Overcoming Challenges Directly
“With Direct, I can resolve several challenges,” Loban says. “From comparing fund performance through metrics such as alpha, beta, and Sharpe ratio, to analysing portfolio composition and understanding diversification and risk.
I can also track sustainability indicators like ESG ratings and carbon intensity, which are increasingly relevant in today’s regulatory environment, such as SFDR or MiFID II, and in my academic research. The datasets in Direct enable me to evaluate risk-adjusted returns, analyse diversification, and explore sustainability dimensions.
Through Morningstar, I’ve been able to analyse European investment funds collectively, using standardised and comparable data, which is essential to maintain academic rigour. It has significantly improved the efficiency and consistency of my research and teaching, allowing me and my students to draw data-driven insights across multiple markets at once."
A More Effective Way to Work
As a Morningstar Direct user since 2017, Loban has seen the benefits of using a streamlined investment application.
“Direct supports my teaching, research, and student projects in finance and investment analysis,” Loban says. “It has simplified my daily work by centralising reliable data and analytical tools in a single platform."
The time savings have been significant, especially when comparing funds, checking performance metrics, or accessing ESG information. Whether it’s teaching or research, I can move efficiently from data collection to analysis, which makes my work more focused and consistent.
I find the custom lists and Excel API to be especially helpful, as I can easily download and analyse portfolio compositions.

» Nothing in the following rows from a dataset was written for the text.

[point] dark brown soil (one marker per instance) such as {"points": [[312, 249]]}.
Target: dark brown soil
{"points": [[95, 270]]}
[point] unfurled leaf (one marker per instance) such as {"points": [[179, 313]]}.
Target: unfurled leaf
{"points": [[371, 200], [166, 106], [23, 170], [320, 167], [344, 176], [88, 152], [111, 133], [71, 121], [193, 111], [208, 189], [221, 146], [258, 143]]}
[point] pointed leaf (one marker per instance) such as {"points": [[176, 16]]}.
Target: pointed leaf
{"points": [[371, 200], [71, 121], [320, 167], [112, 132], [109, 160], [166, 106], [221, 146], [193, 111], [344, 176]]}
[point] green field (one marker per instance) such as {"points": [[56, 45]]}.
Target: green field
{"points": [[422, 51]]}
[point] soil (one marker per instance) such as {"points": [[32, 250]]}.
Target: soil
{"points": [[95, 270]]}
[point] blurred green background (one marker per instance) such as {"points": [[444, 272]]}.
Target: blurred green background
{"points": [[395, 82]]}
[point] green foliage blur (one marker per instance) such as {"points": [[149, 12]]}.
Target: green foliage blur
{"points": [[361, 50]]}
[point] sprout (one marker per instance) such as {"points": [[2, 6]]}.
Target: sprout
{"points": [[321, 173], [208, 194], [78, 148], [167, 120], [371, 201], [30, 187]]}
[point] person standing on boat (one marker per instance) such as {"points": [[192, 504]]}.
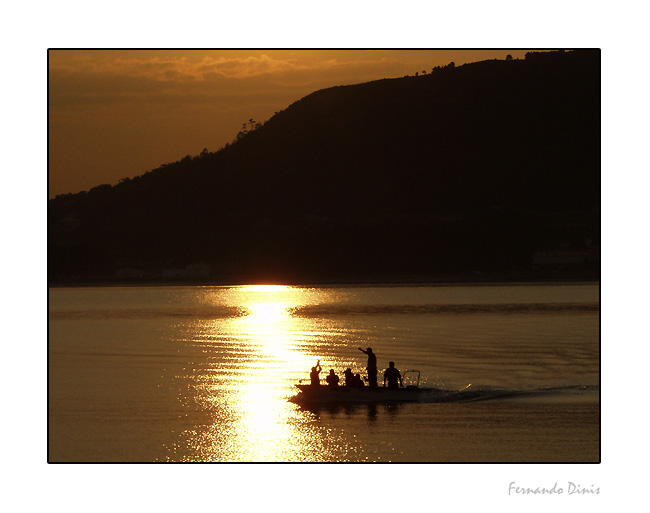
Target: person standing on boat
{"points": [[314, 374], [349, 377], [372, 367], [332, 379], [392, 375]]}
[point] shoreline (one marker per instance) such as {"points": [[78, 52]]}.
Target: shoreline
{"points": [[523, 281]]}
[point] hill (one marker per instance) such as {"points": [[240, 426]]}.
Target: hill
{"points": [[489, 170]]}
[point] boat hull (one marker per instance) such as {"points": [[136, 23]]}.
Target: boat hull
{"points": [[310, 394]]}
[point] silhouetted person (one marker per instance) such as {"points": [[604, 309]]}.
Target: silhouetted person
{"points": [[372, 367], [349, 377], [315, 371], [332, 379], [392, 375]]}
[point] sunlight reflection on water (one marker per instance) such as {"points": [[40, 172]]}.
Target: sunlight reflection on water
{"points": [[252, 419]]}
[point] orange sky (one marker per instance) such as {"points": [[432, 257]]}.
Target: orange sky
{"points": [[119, 113]]}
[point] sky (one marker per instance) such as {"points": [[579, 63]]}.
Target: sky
{"points": [[114, 114]]}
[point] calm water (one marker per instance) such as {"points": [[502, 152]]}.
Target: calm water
{"points": [[204, 373]]}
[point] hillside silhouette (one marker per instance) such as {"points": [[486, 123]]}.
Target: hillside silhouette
{"points": [[489, 170]]}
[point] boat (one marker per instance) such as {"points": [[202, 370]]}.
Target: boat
{"points": [[324, 394]]}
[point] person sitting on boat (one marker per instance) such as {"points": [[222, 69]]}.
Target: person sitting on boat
{"points": [[349, 377], [314, 374], [392, 375], [332, 379], [372, 367]]}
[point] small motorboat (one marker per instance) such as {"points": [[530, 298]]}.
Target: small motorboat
{"points": [[324, 394]]}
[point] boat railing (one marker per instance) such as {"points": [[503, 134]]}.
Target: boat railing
{"points": [[412, 371]]}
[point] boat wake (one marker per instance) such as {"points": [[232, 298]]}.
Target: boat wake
{"points": [[472, 393]]}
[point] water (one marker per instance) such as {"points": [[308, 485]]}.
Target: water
{"points": [[205, 373]]}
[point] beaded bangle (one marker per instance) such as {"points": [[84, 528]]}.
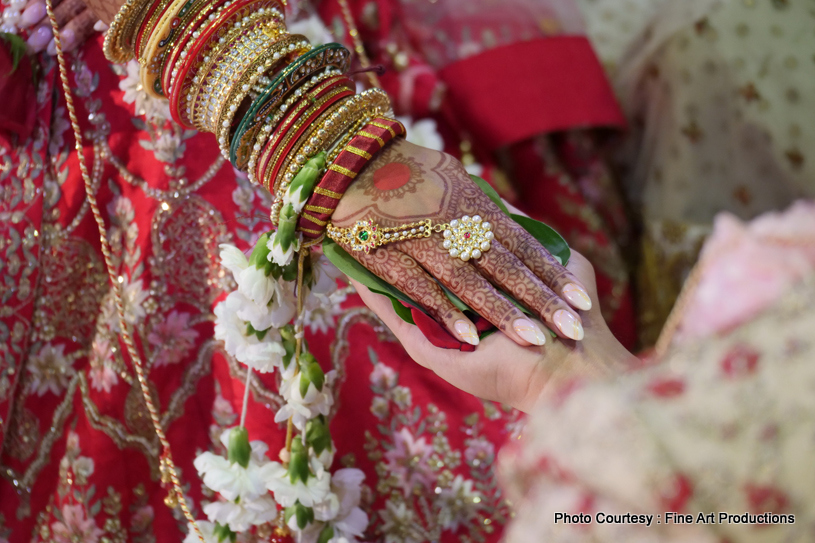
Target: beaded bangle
{"points": [[312, 143], [252, 33], [359, 151], [239, 75], [235, 98], [152, 16], [152, 55], [195, 58], [270, 123], [293, 129], [118, 44], [327, 130], [187, 38], [320, 127], [333, 55]]}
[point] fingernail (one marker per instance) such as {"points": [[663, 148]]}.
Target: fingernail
{"points": [[466, 332], [568, 324], [40, 38], [33, 14], [577, 296], [529, 332]]}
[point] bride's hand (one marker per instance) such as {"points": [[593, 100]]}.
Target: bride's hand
{"points": [[407, 183], [503, 371]]}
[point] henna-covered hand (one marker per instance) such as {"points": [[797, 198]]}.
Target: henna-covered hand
{"points": [[407, 183]]}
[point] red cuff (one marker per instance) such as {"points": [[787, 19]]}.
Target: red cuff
{"points": [[512, 93]]}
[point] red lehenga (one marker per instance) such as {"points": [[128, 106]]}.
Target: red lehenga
{"points": [[79, 457]]}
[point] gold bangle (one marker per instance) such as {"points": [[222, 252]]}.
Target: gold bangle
{"points": [[221, 45], [149, 57], [464, 238], [268, 62], [118, 44], [271, 122]]}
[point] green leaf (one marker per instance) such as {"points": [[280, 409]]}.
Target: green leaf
{"points": [[239, 450], [317, 434], [258, 258], [298, 463], [546, 236], [402, 311], [303, 514], [312, 373], [487, 189], [353, 269], [222, 533], [17, 47], [326, 534]]}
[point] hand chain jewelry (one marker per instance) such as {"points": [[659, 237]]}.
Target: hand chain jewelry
{"points": [[464, 238]]}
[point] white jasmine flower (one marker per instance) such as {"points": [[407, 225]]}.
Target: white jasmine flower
{"points": [[280, 255], [302, 408], [350, 521], [277, 314], [256, 285], [423, 133], [263, 354], [244, 514], [314, 491], [313, 29], [230, 480], [206, 529], [233, 259]]}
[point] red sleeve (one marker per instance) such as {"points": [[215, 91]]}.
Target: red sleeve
{"points": [[512, 93]]}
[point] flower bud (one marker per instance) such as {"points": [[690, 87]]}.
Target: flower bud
{"points": [[303, 183], [302, 514], [317, 434], [239, 450], [298, 464], [311, 373], [260, 253]]}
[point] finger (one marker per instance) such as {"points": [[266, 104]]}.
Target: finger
{"points": [[535, 257], [401, 271], [506, 271], [78, 29], [466, 283]]}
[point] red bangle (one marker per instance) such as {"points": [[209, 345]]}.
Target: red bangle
{"points": [[271, 184], [196, 21], [295, 113], [373, 137], [220, 24]]}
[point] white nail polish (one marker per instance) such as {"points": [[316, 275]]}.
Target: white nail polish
{"points": [[568, 324], [529, 332], [466, 332], [577, 296]]}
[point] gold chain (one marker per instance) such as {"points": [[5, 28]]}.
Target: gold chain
{"points": [[169, 471], [364, 61]]}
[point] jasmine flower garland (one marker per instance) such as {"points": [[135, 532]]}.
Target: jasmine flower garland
{"points": [[299, 494]]}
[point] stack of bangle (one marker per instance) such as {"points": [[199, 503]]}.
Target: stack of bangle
{"points": [[230, 67], [362, 147]]}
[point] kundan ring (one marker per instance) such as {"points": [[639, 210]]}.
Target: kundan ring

These tools help me design classroom exercises built on empirical data. I also use the fund filings download feature, which offers valuable and detailed information for academic analysis.”
Looking to the Future
“The next step is to dive into the Morningstar API via Python,” Loban says. “This will enhance my professional efficiency and analytical capabilities. The integration will help me automate data extraction, expand empirical research, and offer students a more dynamic and data-driven learning experience.”
Lidia Loban has not received any cash or non-cash compensation from Morningstar, directly or indirectly, in exchange for this client success story.